Computer Science Colloquium

Collaborative P2P

Dr. Keith Ross
Eurecom Institute, France


Monday, November 19, 2001
2:00pm
CSB 232


Abstract

We first review popular P2P file-sharing systems, including Napster, Gnutella and Morpheus. We observe that one major shortcoming of these P2P systems is that there is no collaboration among peers - each peer acts in its own interest, thereby wasting bandwidth and storage. In this talk we propose and analyze new P2P algorithms for which collaboration plays a central role. Our algorithms are simple, distributed, do not rely on a content index, and increase significantly P2P performance.


About the Speaker

Keith Ross has been a professor at the Eurecom Institute (Sophia Antipolis, France) since 1997. Before joining Eurecom, he was a professor in the Department of Systems Engineering at the University of Pennsylvania from 1985 through 1997. Professor Ross's principle research interests are in the theory and practice computer networking.
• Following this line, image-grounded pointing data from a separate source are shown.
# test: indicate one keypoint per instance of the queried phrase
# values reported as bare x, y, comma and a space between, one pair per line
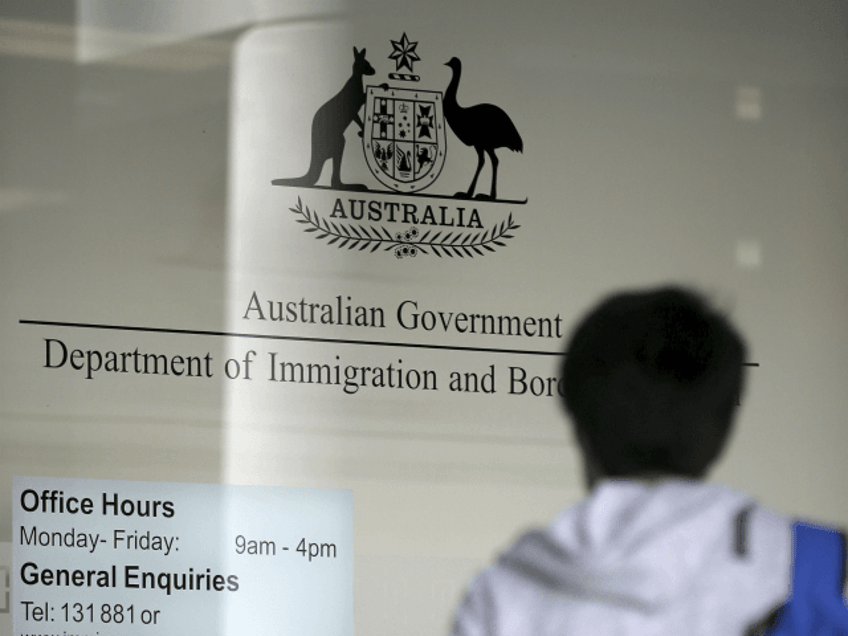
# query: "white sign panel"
147, 558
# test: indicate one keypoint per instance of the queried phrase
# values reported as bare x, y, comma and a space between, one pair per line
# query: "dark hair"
652, 380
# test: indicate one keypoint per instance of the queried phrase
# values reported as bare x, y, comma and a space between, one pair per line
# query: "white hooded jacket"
680, 557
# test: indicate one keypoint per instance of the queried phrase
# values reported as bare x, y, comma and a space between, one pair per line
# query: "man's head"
652, 380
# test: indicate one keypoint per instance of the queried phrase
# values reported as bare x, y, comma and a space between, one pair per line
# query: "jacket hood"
631, 543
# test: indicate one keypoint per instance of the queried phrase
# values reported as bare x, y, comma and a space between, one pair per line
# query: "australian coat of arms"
404, 140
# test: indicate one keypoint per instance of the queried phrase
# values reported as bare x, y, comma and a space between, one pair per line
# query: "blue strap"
816, 606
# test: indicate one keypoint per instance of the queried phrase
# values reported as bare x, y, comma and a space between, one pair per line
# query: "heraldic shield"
404, 137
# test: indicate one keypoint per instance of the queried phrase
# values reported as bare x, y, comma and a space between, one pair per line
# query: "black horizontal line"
259, 336
230, 334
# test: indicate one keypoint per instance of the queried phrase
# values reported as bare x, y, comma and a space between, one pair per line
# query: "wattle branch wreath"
408, 243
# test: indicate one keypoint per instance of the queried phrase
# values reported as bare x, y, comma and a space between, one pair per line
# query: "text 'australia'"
392, 212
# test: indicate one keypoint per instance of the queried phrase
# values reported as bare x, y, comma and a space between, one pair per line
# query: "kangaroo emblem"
329, 125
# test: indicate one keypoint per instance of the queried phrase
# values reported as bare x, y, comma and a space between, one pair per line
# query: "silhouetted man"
652, 380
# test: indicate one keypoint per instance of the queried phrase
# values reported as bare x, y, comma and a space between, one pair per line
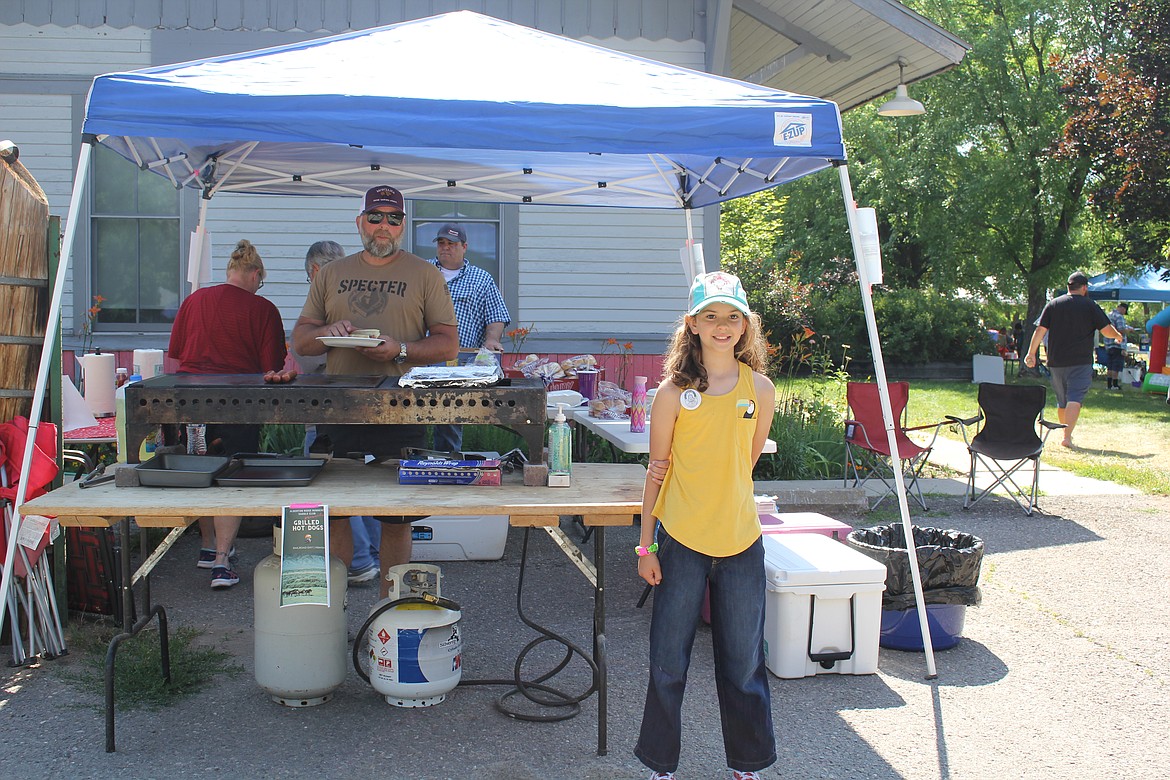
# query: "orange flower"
518, 335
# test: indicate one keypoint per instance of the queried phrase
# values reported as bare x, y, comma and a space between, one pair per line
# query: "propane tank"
414, 646
300, 650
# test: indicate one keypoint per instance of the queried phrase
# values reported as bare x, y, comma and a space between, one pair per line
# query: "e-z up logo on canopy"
792, 130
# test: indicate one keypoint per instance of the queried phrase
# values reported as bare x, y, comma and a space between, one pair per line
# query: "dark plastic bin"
900, 627
949, 563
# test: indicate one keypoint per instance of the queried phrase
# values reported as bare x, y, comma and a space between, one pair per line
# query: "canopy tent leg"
867, 304
42, 375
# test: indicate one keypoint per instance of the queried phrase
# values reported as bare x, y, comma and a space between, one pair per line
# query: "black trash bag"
948, 561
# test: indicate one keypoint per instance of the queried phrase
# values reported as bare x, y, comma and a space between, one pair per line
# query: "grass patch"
138, 672
1120, 437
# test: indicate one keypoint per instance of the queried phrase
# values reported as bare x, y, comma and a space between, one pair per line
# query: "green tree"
1120, 121
970, 195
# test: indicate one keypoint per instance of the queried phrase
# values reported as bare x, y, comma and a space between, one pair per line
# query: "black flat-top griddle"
222, 381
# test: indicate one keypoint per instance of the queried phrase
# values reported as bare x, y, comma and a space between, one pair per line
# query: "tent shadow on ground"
969, 663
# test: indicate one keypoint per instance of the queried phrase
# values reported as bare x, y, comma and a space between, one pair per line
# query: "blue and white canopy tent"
1134, 287
538, 119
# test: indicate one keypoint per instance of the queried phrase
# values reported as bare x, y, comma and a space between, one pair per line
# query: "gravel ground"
1062, 672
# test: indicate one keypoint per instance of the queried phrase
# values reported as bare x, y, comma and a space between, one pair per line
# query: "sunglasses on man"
393, 218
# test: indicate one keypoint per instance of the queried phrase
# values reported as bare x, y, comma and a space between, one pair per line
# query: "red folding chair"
867, 454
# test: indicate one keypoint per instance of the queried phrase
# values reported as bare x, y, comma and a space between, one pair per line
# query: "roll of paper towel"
97, 372
148, 363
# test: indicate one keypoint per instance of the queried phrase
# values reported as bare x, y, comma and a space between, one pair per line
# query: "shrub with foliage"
915, 326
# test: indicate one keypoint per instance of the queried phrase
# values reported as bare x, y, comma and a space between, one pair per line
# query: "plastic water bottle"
119, 420
638, 406
561, 460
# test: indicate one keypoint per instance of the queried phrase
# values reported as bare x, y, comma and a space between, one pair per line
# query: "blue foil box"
449, 473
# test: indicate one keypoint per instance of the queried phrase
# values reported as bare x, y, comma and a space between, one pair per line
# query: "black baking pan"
178, 470
270, 471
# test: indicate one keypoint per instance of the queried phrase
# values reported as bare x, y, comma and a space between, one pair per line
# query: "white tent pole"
867, 304
52, 329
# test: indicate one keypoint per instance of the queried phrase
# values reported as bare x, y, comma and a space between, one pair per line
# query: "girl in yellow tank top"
700, 529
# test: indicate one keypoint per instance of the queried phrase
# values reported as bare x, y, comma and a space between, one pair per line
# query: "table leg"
599, 647
129, 629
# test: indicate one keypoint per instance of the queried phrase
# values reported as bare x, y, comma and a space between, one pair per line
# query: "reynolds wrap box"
440, 471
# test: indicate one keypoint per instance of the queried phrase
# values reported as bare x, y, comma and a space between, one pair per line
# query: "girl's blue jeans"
737, 588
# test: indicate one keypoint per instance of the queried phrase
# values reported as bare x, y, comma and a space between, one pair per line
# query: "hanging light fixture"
901, 104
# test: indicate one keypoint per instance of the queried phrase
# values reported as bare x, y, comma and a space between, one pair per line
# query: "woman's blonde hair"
245, 257
683, 360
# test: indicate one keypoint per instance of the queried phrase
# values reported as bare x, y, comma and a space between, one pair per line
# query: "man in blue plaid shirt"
479, 306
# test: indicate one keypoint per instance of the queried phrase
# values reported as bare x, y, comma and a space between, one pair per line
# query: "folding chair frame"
1003, 469
867, 460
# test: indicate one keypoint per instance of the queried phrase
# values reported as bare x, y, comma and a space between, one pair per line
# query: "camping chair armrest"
931, 425
934, 436
964, 421
860, 429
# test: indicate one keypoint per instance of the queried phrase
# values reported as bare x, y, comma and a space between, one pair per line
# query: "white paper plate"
349, 340
569, 398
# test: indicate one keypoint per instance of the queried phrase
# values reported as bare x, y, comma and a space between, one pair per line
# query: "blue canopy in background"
524, 117
1134, 287
521, 117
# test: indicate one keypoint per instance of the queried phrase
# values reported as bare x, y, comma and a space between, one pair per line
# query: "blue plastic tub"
900, 627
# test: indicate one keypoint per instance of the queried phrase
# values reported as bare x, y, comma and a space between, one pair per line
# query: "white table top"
617, 433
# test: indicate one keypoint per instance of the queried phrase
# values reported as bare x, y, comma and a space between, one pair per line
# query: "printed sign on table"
304, 554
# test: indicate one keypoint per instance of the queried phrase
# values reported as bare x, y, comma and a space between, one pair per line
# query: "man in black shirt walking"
1071, 322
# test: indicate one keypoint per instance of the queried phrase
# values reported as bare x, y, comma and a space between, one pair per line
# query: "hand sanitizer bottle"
561, 439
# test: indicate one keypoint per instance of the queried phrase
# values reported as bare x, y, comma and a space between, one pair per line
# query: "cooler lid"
803, 559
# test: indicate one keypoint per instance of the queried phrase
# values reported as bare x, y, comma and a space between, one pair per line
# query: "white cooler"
459, 537
823, 614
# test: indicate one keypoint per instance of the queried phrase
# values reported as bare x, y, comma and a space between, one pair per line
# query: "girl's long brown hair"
682, 363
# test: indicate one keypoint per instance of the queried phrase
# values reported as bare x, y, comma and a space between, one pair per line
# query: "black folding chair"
1011, 433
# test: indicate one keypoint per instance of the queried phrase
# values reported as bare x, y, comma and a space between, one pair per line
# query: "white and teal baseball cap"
717, 287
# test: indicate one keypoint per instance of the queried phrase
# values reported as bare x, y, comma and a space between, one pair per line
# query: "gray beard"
384, 248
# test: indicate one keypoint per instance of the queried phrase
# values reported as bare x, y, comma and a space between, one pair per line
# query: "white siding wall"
582, 270
607, 271
282, 228
40, 122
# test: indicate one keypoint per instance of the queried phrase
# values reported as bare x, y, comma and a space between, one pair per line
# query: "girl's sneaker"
224, 577
207, 558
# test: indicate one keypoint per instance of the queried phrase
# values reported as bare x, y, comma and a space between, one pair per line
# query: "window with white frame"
136, 247
480, 221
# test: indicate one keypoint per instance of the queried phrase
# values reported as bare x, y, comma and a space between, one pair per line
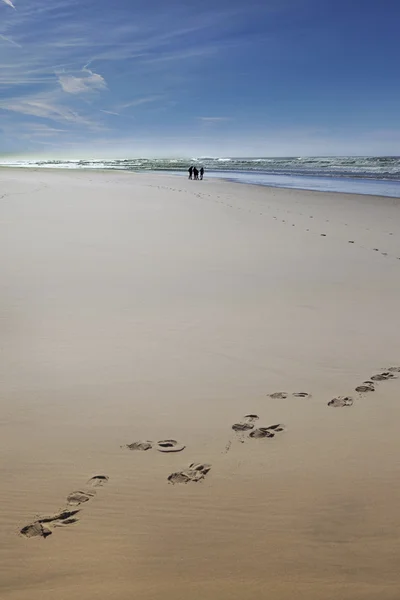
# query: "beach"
140, 307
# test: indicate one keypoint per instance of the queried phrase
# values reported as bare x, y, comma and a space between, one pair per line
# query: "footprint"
268, 432
367, 386
383, 376
341, 401
169, 446
195, 472
98, 480
140, 446
37, 529
246, 423
79, 497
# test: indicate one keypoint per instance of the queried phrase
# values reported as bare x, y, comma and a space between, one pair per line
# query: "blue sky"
122, 78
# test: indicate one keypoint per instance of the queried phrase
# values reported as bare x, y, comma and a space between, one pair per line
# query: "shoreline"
151, 308
222, 176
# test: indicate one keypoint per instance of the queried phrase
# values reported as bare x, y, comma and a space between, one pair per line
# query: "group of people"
195, 173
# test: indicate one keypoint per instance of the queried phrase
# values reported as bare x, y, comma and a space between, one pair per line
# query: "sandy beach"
148, 307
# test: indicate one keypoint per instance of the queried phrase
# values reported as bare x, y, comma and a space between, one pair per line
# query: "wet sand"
148, 307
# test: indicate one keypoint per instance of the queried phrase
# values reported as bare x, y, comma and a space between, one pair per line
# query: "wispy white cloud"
214, 119
88, 81
9, 3
110, 112
45, 107
139, 101
9, 40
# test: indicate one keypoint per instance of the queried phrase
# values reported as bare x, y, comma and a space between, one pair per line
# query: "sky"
126, 78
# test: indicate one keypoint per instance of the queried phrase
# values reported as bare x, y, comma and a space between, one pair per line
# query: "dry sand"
140, 307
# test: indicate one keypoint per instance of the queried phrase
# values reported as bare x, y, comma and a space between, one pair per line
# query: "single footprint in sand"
161, 446
383, 376
278, 395
341, 401
142, 446
169, 446
38, 529
367, 386
266, 432
246, 423
195, 472
98, 480
79, 497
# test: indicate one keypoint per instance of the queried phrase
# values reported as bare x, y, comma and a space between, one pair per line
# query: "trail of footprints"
43, 526
255, 211
245, 429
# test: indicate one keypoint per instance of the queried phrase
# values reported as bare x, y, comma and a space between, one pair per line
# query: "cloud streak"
9, 3
85, 83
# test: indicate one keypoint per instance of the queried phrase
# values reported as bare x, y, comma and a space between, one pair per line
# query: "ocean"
377, 175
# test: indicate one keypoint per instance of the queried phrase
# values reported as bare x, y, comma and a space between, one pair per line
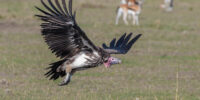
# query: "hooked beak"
115, 61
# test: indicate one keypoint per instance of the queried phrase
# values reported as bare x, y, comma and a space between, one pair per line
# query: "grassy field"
163, 65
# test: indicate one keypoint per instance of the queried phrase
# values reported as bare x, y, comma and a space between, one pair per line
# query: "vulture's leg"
67, 77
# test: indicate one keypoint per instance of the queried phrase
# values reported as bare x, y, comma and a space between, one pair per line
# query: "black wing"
60, 30
121, 46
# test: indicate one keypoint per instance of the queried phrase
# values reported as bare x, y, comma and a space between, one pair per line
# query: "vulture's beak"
115, 61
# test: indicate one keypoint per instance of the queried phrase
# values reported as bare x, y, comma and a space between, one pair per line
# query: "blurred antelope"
129, 7
168, 5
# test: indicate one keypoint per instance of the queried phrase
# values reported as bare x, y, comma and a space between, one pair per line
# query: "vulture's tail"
53, 73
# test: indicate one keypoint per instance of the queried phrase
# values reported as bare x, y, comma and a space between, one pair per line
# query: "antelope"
129, 7
168, 5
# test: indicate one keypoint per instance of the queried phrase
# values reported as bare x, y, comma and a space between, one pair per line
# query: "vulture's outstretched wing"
60, 30
121, 46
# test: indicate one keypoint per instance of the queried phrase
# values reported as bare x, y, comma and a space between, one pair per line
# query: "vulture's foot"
66, 80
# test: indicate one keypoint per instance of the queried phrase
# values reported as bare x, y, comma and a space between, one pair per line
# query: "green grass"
170, 44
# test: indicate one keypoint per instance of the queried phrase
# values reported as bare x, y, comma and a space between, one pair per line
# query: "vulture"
71, 44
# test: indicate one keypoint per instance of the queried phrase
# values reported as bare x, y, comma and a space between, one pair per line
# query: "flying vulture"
69, 42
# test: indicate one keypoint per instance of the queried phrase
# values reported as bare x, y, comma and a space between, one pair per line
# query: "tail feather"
52, 73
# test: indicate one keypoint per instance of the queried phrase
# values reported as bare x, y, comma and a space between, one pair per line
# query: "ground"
162, 65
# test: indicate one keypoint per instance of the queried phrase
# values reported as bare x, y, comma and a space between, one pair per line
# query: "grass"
170, 41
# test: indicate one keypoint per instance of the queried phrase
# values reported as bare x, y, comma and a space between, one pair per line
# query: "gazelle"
129, 7
168, 5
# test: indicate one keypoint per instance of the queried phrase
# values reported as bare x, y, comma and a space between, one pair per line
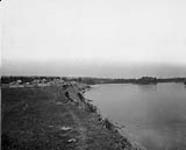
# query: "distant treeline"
91, 80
He has published over 60 papers and has supervised 13 Ph.D. students. He was written two books, including a best-selling textbook, "Computer Networking: A Top-Down Approach Featuring the Internet," (with Jim Kurose), which was published by Addison Wesley in 2000. He is also the principle founder of Wimba, an Internet startup specializing in asynchronous voice and eLearning.